In addition to schema-mapping information involving the mapping of entities and 
attributes, a federated datastore 100 must also have access to the following information: 

User-id and password mapping. To support single sign-on features, each user-id in the 
federated datastore 100 needs to be mapped to its corresponding user-ids in the native 
datastores. 

Datastore registration. Each native datastore needs to be registered so it can be located and 
logged-on to by the federated datastore 100 processes on behalf of its users. 

An Architecture and Implementation of a Dynamic RMI Server Configuration Hierarchy 
to Support Federated Search and Update Across Heterogeneous Datastores 

An embodiment of the invention provides an architecture and implementation of a dynamic 
RMI server configuration hierarchy ("RMI architecture") to support federated search and update across 
heterogeneous datastores. In particular, the RMI architecture enables addition and deletion of RMI 
servers dynamically. Additionally, the RMI architecture provides load balancing among the RMI 
servers. Federated systems may be connected to the RMI servers. 

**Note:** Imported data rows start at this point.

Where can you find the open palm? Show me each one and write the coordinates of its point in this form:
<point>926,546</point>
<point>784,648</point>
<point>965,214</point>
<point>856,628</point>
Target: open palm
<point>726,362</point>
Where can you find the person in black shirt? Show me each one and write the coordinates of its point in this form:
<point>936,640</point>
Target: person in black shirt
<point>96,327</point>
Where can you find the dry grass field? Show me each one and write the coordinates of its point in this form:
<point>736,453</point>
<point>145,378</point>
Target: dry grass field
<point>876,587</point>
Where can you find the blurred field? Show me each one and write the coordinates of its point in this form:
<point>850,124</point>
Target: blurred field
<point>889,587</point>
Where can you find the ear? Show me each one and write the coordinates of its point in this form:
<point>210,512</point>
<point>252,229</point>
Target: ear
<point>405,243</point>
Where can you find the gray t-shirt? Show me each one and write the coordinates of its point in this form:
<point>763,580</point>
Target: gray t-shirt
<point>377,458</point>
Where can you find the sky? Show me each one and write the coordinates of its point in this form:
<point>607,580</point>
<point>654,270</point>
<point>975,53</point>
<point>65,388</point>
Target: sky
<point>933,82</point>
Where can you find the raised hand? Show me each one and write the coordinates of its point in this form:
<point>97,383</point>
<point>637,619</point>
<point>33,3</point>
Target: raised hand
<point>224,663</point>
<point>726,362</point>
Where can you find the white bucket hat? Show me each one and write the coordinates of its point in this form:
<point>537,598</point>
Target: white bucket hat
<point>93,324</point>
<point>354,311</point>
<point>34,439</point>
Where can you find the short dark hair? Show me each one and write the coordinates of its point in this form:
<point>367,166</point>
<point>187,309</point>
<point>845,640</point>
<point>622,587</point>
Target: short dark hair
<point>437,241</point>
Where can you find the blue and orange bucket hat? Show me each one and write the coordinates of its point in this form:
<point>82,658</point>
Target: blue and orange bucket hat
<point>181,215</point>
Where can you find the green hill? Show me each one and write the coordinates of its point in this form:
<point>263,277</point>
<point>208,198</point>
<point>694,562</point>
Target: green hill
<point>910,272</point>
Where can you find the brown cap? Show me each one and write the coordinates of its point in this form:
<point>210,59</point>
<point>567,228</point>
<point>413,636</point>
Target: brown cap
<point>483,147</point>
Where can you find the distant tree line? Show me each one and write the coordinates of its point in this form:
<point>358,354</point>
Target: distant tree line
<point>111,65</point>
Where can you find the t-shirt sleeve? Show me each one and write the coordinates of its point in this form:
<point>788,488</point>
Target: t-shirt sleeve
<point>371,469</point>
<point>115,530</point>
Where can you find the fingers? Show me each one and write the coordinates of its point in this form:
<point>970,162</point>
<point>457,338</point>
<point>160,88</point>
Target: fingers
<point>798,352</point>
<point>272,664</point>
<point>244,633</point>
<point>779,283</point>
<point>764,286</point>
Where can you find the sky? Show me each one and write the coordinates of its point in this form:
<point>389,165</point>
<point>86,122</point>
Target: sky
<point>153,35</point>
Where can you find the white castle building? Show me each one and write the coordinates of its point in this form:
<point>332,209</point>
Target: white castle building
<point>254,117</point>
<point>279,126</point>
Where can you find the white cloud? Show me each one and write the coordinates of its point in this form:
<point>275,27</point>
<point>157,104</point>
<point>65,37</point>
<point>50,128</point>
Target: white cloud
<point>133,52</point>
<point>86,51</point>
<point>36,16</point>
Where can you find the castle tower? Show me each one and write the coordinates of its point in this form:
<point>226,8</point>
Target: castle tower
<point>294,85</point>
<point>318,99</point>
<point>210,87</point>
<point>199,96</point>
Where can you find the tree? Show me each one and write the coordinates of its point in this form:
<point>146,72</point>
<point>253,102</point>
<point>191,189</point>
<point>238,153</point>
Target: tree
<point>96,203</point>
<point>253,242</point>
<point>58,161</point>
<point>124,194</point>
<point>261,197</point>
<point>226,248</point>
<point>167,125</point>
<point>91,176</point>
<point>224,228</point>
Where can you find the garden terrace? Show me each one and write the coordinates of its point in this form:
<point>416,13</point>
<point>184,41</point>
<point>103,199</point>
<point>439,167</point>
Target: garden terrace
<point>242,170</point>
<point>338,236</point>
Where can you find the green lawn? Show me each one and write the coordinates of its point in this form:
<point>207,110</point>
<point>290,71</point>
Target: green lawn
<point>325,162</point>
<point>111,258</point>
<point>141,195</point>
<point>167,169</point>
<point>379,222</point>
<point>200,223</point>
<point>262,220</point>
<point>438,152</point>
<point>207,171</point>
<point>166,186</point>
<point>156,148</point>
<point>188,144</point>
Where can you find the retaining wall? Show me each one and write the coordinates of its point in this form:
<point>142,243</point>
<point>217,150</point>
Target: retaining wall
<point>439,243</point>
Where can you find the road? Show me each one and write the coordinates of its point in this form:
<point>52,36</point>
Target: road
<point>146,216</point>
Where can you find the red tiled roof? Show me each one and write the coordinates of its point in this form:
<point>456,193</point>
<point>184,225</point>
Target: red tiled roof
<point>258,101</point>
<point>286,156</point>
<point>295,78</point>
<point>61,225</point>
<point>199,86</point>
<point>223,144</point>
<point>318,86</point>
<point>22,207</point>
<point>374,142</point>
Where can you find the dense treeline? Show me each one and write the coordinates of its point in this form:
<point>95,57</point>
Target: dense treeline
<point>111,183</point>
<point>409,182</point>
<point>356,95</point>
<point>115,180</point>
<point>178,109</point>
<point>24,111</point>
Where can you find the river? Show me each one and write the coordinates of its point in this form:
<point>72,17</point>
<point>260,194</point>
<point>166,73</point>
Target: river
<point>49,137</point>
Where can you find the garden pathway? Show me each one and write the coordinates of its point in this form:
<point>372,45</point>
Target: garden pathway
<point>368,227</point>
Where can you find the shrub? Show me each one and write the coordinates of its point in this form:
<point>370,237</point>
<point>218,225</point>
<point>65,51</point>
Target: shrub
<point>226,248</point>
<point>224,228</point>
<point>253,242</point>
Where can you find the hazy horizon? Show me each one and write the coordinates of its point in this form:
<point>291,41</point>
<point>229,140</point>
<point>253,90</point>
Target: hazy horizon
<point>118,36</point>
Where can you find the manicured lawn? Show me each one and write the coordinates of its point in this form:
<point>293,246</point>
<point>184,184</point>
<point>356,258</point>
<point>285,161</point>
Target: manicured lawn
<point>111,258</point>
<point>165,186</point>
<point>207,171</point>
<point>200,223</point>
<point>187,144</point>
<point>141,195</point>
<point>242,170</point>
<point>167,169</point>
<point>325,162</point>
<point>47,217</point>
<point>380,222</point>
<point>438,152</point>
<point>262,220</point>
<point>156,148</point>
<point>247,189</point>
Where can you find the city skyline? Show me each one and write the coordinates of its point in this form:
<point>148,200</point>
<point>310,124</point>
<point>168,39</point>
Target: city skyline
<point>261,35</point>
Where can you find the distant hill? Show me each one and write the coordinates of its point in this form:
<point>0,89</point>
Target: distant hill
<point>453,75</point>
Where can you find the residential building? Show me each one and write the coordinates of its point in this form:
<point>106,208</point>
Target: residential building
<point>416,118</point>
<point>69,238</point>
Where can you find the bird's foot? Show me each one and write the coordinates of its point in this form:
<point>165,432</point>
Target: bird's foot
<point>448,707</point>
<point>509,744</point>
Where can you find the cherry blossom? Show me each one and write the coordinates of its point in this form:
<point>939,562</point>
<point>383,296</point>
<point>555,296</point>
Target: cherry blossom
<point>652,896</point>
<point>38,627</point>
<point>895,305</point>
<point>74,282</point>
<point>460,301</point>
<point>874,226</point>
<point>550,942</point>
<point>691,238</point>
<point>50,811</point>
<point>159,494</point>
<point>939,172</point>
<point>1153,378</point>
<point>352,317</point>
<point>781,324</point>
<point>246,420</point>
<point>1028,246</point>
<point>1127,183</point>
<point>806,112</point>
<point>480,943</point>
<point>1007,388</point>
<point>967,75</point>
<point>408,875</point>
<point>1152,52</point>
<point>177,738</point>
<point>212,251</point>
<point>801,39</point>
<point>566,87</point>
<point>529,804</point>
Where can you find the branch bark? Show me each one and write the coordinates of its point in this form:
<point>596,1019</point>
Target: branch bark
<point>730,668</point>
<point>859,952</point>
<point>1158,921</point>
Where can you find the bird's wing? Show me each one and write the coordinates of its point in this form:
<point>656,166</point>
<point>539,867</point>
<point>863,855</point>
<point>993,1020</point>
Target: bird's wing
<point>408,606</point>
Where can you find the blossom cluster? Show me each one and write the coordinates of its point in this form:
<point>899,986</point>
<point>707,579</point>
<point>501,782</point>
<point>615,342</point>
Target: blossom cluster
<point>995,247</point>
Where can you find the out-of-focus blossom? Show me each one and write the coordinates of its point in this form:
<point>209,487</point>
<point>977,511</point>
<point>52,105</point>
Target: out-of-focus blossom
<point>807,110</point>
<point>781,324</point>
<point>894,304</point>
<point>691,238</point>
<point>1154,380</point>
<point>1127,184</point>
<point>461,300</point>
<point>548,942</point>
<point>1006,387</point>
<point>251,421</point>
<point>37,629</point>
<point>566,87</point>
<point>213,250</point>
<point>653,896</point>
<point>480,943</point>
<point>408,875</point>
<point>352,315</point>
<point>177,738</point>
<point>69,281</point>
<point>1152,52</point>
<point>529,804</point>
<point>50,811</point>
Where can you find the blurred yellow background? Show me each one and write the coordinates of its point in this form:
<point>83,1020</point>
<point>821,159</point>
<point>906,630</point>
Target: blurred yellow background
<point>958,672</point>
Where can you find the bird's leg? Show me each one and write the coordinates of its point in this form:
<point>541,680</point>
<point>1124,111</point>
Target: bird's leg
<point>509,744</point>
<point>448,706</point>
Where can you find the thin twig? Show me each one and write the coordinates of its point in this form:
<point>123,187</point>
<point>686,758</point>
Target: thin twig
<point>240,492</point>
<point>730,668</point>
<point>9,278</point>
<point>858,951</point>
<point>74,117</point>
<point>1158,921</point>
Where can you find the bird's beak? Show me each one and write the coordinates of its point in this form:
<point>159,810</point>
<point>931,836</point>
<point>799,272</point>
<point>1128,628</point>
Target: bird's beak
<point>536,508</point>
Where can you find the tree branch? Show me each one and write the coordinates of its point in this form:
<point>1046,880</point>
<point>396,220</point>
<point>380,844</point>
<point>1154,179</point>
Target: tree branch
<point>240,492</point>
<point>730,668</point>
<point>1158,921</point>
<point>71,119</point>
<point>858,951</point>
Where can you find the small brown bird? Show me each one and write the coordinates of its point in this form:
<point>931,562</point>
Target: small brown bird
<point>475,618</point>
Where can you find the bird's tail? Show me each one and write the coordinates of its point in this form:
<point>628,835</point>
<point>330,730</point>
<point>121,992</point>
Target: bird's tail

The RMI architecture supports a hierarchical grouping of servers on the same or different 
machines. With the hierarchical grouping, the RMI architecture supports search and update of 
heterogeneous datastores participating in a federated system, within a client/server environment. In 
one embodiment, the RMI servers are Java RMI servers. RMI stands for Remote Method Invocation, 
which identifies a set of protocols developed by Sun Microsystems. The protocols enable Java objects 
to communicate remotely with other Java objects. 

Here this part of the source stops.